Concerto Gaucho was composed for Oregon native and trumpet virtuoso Tim Morrison. The work's central building blocks stem from the African-influenced music of Uruguay, which is the birthplace of Oregon Symphony Music Director Carlos Kalmar, to whom the work is dedicated.
The gaucho was traditionally known as a horseman who freely traversed and lived off of the unclaimed lands of Uruguay's Rio de la Plata region. The gaucho symbolized freedom and mobility during the first half of the Nineteenth Century and came to represent a national heroic archetype in Uruguay and throughout the southern cone of South America.

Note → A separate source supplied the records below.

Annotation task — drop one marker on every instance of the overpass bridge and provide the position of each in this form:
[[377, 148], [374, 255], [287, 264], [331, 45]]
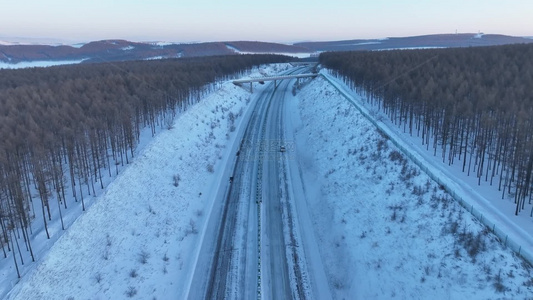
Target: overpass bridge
[[262, 80]]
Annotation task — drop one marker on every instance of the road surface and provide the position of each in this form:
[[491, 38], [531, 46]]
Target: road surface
[[258, 251]]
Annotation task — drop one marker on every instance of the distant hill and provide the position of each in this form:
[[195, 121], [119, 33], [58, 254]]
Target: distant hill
[[423, 41], [122, 50]]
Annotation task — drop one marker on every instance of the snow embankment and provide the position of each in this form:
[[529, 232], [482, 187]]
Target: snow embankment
[[139, 238], [384, 228], [483, 200]]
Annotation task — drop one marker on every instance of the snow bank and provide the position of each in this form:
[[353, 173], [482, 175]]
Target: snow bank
[[384, 228], [139, 238]]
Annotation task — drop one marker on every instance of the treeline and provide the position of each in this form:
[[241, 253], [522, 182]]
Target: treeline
[[473, 106], [62, 127]]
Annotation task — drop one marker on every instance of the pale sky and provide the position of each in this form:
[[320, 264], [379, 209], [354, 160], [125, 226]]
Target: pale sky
[[268, 20]]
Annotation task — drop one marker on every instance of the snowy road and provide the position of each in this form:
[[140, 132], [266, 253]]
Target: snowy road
[[256, 252]]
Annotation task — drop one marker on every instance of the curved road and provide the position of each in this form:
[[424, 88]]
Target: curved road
[[257, 252]]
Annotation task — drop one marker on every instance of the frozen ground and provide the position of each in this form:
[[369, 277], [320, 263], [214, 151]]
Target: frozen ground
[[385, 230], [138, 239]]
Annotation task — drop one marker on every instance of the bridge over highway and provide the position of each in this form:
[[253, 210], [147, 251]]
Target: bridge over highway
[[272, 78]]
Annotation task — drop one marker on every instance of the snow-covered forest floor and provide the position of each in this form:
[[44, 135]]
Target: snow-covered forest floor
[[385, 229], [140, 236]]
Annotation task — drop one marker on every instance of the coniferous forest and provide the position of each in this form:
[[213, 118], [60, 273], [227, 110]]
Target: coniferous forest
[[473, 106], [63, 126]]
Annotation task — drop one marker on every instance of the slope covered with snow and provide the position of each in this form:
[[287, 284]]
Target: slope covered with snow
[[139, 238], [385, 229]]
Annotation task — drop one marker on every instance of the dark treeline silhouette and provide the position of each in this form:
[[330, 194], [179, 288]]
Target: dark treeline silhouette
[[474, 106], [64, 126]]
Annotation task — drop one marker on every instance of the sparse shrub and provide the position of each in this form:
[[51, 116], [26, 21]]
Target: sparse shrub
[[143, 257], [132, 291], [98, 277], [498, 283], [176, 179], [192, 227]]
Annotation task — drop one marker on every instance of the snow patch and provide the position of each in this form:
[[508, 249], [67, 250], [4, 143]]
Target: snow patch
[[384, 228], [38, 64]]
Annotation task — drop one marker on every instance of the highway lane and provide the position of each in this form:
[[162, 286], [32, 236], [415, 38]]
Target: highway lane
[[254, 252]]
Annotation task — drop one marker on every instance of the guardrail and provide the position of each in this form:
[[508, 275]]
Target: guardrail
[[525, 253]]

Typically equipped with a guitar, the gaucho was a wandering minstrel of sorts, performing music that described the vagabond's life. The trumpet soloist is the protagonist of Concerto Gaucho, which features two distinctive musical identities indigenous to the Rio de la Plata region - the milonga and the candombe. The slow, lyrical second movement of the concerto is based on the milonga, a song form that was a hallmark of the payadores (folk singers of improvised verse) who, by the end of the Nineteenth Century, played a vital part in preserving the vanishing image of the world of the gaucho. The lyrics of the milonga often featured political, historical, and patriotic themes that helped chronicle real historical events and pay tribute to local heroes, especially the gauchos. Concerto Gaucho's milonga is newly composed but features musical traits characteristic of the payadores' song, including its distinctive rhythm. The rigid formal scheme is structured on the payada - a singing duel between two payadores (or in the case of the concerto, interplay between the trumpet soloist and the orchestra). The payada form of the milonga utilizes decimas, ten-line stanzas with specific rhyme patterns. The wordless milonga of Concerto Gaucho utilizes the same decima structure but replaces the rhyme scheme with corresponding phrase structures.